MRR (Imply Reciprocal Rank): 1/rank of the primary related consequence, averaged throughout queries. This measures how shortly you discover one thing related.
NDCG@10: Normalized Discounted Cumulative Achieve rewards related outcomes ranked increased and penalizes these ranked decrease. It is a commonplace rating high quality metric.
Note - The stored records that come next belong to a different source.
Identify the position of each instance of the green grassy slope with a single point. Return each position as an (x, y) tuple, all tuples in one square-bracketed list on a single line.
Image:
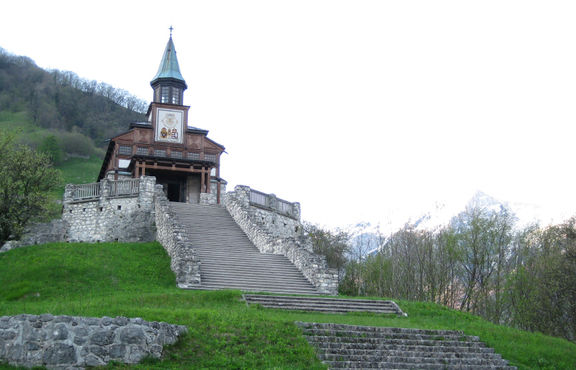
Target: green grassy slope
[(135, 280)]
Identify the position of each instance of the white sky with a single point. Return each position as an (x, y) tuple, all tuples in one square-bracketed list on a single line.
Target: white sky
[(361, 110)]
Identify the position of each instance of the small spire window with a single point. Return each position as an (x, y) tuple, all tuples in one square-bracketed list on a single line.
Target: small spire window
[(165, 94)]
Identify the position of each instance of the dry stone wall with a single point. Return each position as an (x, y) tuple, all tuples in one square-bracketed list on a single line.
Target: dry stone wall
[(123, 218), (184, 261), (64, 342), (275, 239), (40, 233)]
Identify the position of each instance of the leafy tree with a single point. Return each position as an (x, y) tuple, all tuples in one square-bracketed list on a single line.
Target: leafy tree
[(26, 178), (332, 245)]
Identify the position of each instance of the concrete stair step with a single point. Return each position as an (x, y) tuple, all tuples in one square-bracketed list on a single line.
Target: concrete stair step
[(253, 288), (257, 281), (408, 342), (383, 346), (415, 354), (229, 259), (391, 335), (334, 305), (306, 325), (395, 366), (352, 346), (415, 360)]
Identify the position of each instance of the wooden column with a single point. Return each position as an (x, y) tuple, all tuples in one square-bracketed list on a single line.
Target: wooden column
[(208, 177), (202, 181)]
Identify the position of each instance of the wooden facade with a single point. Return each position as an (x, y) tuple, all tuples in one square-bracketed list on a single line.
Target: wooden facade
[(182, 158)]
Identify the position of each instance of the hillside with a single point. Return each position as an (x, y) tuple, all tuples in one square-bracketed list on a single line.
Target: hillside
[(78, 112), (135, 280)]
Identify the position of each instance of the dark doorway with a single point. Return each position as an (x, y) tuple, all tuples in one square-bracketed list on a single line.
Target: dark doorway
[(173, 193)]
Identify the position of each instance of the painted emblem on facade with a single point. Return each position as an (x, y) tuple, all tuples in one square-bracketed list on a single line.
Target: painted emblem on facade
[(169, 126)]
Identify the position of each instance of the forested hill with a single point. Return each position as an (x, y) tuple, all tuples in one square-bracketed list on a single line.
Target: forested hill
[(63, 102)]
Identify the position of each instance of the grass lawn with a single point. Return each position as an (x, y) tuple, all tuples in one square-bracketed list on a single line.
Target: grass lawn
[(134, 280)]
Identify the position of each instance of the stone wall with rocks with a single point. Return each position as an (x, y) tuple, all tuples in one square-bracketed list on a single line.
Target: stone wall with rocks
[(39, 233), (63, 342), (123, 216), (184, 261), (295, 246)]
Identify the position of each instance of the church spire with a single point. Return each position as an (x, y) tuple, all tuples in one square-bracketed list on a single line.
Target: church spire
[(168, 84)]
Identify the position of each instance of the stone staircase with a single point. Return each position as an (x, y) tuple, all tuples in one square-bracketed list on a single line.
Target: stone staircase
[(322, 304), (228, 258), (353, 347)]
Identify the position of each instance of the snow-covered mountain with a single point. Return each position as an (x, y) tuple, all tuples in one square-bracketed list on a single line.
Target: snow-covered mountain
[(525, 213), (367, 238)]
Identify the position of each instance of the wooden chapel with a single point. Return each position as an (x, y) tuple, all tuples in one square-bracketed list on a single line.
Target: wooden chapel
[(182, 158)]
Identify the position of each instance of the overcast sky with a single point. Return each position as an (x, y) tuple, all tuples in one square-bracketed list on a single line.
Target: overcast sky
[(361, 110)]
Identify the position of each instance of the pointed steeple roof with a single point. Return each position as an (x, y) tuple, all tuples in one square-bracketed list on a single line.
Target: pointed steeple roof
[(169, 68)]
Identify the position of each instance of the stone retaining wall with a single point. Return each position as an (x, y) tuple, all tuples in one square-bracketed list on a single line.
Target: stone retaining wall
[(40, 233), (107, 218), (183, 258), (63, 342), (297, 248)]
The outcomes present substantial enhancements throughout all metrics. The optimized hybrid search achieved 90+% Recall@5 and Recall@10 versus 51% and 64% for the baseline (~40% elevate on protection accuracy). MRR jumped from 48% to 90%, and NDCG@10 rose from 54% to 88%. These 30-40 proportion level beneficial properties validate our core architectural choices: semantic segmentation preserves content material continuity, separate embeddings present exact search management, metadata enrichment captures factual entities, and intent-aware routing makes certain the proper indicators drive every question. By treating every modality independently whereas intelligently combining them primarily based on question intent, the system adapts to various search patterns and delivers persistently related outcomes as your video archive scales.

Clear up

To keep away from incurring future prices, delete the sources used on this resolution by eradicating the AWS CloudFormation stack. For detailed instructions, discuss with the GitHub repository.

Conclusion

On this publish, we confirmed how you can construct a video semantic search resolution on AWS utilizing Nova Multimodal Embeddings, protecting 4 key design choices: segmentation for semantic continuity, multimodal embeddings that seize visible, audio, and speech indicators independently, metadata that fills the precision hole for entity-specific queries, and an information construction that organizes all the things for environment friendly retrieval at scale. Along with an clever intent evaluation router and weighted reranking, these choices rework a fragmented set of indicators right into a unified, correct search expertise that understands video. Extra optimizations may be achieved to additional tune search accuracy, together with mannequin customization for the intent routing layer. Learn Half 2 to go deeper on these methods. For a production-ready implementation of this video search and metadata administration method at scale, see the Steerage for a Media Lake on AWS.